On returning to the Bolshoi after the acid attack on ballet director Sergei Filin:
It was Sergei Filin invited me here in the first place. Of course, I had serious doubts about returning. I was afraid for myself, and did not know how the company or the audience would react to me. On the other hand, thinking about all these stories, I realized that you only have one life, and strength and youth don’t last forever – sometimes you just need to push ahead and go for it. Now I feel that Moscow is even better than before.
On the Bolshoi dancers:
I want to make friends with my colleagues at the Bolshoi Theatre. Although there are language and cultural barriers between us, I will leap across them.

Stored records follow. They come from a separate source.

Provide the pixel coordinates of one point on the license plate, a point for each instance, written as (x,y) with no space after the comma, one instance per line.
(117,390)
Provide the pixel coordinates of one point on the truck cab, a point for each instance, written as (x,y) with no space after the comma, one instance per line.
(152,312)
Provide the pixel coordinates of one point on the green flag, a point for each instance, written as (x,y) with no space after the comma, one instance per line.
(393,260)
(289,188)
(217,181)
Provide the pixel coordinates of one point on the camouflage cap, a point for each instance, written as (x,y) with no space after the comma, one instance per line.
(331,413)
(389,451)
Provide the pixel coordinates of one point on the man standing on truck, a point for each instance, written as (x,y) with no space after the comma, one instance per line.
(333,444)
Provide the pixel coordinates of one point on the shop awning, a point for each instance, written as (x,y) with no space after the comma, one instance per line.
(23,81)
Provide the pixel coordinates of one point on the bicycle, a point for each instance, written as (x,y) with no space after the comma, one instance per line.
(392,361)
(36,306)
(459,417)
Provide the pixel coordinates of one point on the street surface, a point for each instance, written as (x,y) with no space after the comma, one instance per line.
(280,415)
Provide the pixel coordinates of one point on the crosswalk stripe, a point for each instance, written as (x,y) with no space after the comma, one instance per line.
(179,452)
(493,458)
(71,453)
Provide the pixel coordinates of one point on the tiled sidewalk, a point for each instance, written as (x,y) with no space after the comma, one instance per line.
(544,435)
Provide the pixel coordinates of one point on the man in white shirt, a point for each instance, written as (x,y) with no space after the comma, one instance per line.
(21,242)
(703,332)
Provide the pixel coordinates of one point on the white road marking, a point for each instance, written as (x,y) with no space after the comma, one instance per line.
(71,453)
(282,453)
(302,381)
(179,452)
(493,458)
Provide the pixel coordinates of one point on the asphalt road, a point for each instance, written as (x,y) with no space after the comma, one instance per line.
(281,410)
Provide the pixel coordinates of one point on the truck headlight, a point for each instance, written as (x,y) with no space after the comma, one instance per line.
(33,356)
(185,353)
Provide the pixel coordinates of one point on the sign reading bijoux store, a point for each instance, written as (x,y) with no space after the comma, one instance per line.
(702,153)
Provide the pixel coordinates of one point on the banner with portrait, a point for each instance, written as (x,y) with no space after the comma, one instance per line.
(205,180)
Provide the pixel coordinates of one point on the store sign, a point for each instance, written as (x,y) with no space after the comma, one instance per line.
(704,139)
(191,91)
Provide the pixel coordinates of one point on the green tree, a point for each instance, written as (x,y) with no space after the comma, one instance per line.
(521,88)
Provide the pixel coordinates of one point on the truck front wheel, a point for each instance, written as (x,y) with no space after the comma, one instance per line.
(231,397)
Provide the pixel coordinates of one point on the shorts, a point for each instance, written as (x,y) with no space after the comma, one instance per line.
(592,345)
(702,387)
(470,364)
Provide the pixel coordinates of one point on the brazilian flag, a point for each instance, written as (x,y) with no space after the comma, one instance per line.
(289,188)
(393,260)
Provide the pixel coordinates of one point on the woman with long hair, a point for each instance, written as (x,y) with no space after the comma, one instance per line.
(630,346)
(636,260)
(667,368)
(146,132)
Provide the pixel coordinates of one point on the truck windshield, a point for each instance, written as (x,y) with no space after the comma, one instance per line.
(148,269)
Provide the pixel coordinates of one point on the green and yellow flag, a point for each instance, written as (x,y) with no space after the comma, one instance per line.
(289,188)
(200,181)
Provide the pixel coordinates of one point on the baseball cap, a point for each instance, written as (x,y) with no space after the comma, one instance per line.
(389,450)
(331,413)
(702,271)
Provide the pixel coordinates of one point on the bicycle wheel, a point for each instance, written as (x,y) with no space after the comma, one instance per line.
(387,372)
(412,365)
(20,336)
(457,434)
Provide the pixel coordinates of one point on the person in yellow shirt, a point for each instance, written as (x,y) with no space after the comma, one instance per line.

Bolshoi soloists have venerated status which makes them difficult to approach. In America there is nothing like this: principals are found mixing with the corps de ballet and don’t think about some sort of class system. For me it’s only usual to have people bow and scrape when I play the Prince, so I’m trying to undermine the hierarchy. That said, I like the fact that the Bolshoi dancers are held in such respect.
On being Onegin:
It’s great playing a normal person, not a dance fairy-tale hero! Onegin – a man who lived his life to the full, yet at the end is rejected by the most important person in his life; what prince can show such immense feelings?

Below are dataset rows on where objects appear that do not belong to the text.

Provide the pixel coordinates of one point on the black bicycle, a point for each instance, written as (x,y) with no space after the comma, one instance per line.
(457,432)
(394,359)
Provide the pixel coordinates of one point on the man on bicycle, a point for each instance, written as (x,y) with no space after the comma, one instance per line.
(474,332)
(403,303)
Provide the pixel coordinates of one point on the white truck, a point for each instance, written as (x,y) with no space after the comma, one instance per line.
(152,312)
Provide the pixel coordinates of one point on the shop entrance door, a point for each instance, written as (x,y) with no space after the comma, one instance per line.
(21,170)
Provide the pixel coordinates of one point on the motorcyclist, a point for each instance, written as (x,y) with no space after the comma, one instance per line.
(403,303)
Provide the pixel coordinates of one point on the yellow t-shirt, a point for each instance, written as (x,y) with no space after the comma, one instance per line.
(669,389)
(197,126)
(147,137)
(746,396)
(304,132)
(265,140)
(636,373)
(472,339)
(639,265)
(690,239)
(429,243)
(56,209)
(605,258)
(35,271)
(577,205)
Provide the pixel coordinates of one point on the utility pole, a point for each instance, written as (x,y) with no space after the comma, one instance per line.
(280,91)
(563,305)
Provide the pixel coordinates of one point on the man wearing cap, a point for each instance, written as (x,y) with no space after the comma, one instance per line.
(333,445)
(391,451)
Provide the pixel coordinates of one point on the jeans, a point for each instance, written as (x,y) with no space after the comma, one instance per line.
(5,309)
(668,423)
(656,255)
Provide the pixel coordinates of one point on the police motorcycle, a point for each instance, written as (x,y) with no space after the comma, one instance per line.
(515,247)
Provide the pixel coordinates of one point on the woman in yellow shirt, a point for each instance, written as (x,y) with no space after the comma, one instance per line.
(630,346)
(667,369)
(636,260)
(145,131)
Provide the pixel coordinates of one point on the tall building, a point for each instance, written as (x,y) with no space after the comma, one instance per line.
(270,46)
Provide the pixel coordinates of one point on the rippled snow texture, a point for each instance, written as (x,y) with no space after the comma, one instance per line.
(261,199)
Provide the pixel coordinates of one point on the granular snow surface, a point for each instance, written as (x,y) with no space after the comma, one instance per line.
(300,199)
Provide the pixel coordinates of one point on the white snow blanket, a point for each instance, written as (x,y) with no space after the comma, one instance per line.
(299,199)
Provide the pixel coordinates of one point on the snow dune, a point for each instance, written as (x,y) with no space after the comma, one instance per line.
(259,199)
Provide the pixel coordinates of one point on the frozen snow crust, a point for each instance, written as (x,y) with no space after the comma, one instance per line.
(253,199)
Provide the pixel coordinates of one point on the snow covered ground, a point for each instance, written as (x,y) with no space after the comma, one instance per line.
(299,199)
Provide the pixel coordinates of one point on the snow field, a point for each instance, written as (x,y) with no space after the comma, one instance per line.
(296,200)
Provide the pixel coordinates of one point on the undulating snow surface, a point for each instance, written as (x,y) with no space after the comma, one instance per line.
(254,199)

I love Dior, but I’m not thin enough for it – in fact, to jump, you need well-developed muscles. Raf Simons [creative director at Christian Dior] is a genius, I love everything about him: the fact that he can sew himself, the kind of music he picks for his shows, and his furniture designs. I like to dress simply, but a little idiosyncratically. Nothing flashy, but I hate ‘boring’.
Friends loath to go shopping with me, because I admire things, and try them on thirty times, but never buy anything. So in New York, there is a special ritual – I call a designer friend and ask her, “Can you come with me, then at least I can go home with something.”